Infine, sempre il decreto in esame ha previsto la possibilità di applicare misure di prevenzione personali (come la sorveglianza speciale) per gli indiziati dell’invasione per raduni pericolosi.
3. Conclusioni
In conclusione si ritiene che il provvedimento legislativo, forse troppo frettolosamente adottato, sia stato determinato da circostanze oggettive, anche se l’indeterminatezza delle fattispecie previste potrebbe determinare un’applicazione estensiva delle norme, oltre le stesse intenzioni del legislatore (ad esempio, come già detto, lo sgombero di scuole occupate illegittimamente dagli studenti).
Ma soprattutto possono definirsi profili di illegittimità costituzionale. Infatti, nonostante nella premessa si afferma “la straordinaria necessità ed urgenza di introdurre disposizioni in materia di prevenzione e contrasto del fenomeno dei raduni dai quali possa derivare un pericolo per l’ordine pubblico o la pubblica incolumità o la salute pubblica”, in realtà tale straordinaria necessità o urgenza non sussiste. Infatti, il fenomeno dei raduni illegali, pur essendo ricorrente, non assume una rilevanza tale da richiedere l’adozione di un decreto legge, e quindi si pone in contrasto con l’art. 77, II comma, della Costituzione.

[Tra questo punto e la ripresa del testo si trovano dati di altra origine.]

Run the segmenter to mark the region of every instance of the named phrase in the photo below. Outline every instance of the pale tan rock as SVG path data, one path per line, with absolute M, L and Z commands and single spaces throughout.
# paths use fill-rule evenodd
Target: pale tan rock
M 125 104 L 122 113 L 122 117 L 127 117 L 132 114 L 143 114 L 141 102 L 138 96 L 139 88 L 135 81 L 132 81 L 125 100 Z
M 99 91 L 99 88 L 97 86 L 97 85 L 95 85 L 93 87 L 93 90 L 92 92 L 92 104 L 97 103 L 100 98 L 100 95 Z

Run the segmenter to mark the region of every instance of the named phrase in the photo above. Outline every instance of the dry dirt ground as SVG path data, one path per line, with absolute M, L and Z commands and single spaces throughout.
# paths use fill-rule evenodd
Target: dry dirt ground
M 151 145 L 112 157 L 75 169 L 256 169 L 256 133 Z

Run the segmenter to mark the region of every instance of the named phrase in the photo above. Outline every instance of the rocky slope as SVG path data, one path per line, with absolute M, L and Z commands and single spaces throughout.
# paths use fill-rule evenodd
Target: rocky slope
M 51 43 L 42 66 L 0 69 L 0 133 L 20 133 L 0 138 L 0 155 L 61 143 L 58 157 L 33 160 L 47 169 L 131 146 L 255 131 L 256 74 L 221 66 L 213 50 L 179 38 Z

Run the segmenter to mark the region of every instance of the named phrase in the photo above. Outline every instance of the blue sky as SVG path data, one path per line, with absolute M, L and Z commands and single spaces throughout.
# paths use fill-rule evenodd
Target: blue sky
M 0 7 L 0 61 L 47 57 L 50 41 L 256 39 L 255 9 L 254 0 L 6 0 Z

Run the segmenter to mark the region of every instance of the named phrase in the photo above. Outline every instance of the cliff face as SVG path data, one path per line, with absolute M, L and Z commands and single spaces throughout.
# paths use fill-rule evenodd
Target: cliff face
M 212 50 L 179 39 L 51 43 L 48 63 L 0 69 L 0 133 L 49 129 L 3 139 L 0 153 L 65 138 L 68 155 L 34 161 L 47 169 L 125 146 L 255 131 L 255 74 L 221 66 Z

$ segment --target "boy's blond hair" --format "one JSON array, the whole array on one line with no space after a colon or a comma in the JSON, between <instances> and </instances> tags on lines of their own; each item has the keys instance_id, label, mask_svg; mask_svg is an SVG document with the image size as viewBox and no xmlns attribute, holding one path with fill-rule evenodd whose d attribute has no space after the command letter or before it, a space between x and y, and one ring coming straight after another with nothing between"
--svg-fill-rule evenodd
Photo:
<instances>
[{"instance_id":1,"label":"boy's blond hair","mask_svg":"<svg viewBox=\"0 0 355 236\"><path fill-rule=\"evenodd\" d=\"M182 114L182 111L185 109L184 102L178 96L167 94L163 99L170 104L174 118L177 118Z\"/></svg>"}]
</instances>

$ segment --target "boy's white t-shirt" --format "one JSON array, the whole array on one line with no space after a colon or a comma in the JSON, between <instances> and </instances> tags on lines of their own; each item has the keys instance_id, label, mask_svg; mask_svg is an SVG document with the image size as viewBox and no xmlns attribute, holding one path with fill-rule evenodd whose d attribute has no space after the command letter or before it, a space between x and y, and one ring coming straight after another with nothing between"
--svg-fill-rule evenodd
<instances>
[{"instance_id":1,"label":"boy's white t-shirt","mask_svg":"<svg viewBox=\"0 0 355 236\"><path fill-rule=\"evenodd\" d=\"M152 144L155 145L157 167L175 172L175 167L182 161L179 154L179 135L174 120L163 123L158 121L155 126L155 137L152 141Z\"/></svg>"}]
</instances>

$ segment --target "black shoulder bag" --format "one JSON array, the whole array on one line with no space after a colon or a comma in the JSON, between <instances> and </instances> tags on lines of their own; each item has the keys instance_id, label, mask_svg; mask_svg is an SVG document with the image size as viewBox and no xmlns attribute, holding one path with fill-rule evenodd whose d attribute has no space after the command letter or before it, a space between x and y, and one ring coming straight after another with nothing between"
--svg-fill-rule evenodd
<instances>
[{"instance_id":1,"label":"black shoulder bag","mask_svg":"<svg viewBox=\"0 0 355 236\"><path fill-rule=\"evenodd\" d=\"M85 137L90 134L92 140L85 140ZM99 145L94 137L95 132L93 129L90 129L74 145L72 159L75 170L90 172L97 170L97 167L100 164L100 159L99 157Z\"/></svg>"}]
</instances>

Il decreto-legge[5], infatti, è un atto normativo di carattere provvisorio avente forza di legge, adottato in casi straordinari di necessità e urgenza dal Governo ai sensi dell’art.77 della Carta costituzionale, e regolato ai sensi dell’art. 15 della legge 23 agosto 1988, n. 400.[6]
E’ pur vero che il sindacato sulla necessità e l’urgenza[7] dell’atto è di natura prettamente politica; tuttavia è consolidata[8] la tradizione di una ricaduta giurisdizionale (con conseguente valutazione dell’atto, anche solo sotto il profilo formale)[9], per cui è accaduto che la Corte costituzionale[10] abbia dichiarato incostituzionale un comma di un decreto in materia di enti locali per mancanza dei requisiti di necessità e urgenza[11].
Inoltre, una declaratoria d’illegittimità costituzionale da parte della Consulta potrebbe produrre effetti anche sulla legge di conversione eventualmente approvata dal Parlamento o pubblicata in Gazzetta Ufficiale prima della pronuncia, rendendola nulla. [12]
Pertanto, sarebbe stato opportuno adottare il provvedimento con legge ordinaria, altrimenti si corre il rischio che il Presidente della Repubblica possa rinviarla alle Camere, ma soprattutto che la Corte Costituzionale possa dichiararla illegittima.
Si auspica, tuttavia, che almeno in sede di conversione, possano essere adottate tutte quelle cautele necessarie per rendere il provvedimento meno generico e si confida che la Magistratura possa applicarla con il consueto necessario equilibrio e nel rispetto dei principi costituzionali.
Note
- Invasione di terreni o edifici, in Brocardi.it, senza data.
- L. Biarella, Riforma del processo penale, rave party, ergastolo ostativo: il decreto-legge in Gazzetta, in Altalex del 2 novembre 2022.
- Rave party, rischia anche chi partecipa. L’allarme dei penalisti sulle intercettazioni, in Repubblica del 2 novembre 2022.
- M. Acquaviva, Decreto rave party: cosa prevede la legge, in La legge per tutti del 3 novembre 2022.
- Decreto, in Treccani Portale (XML), su Treccani.it. URL.
- S. Battaglia, Grande dizionario della lingua italiana, vol. IV DAH-DUU, p. 103.
- C. Tintori, L’urgenza legislativa e la prassi dei decreti-legge. Aggiornamenti Sociali 48, no. 3, marzo 1997, pp. 223-231.
- G. Sabini, La funzione legislativa e i decreti-legge. in Maglione & Strini, 1923.
- Consulta OnLine – Sentenza Corte cost. n° 171/2007, su giurcost.org.
- S Sentenza n° 171 del 2007.
- R. Romboli, Una sentenza «storica»: la dichiarazione di incostituzionalità di un decreto legge per evidente mancanza dei presupposti di necessità e di urgenza, in Foro It., 2007, 1986 ss.
- R. Bin, L’abuso del decreto-legge e del voto di fiducia sul maxi-emendamento, in lacostituzione.info, del 16 gennaio 2019.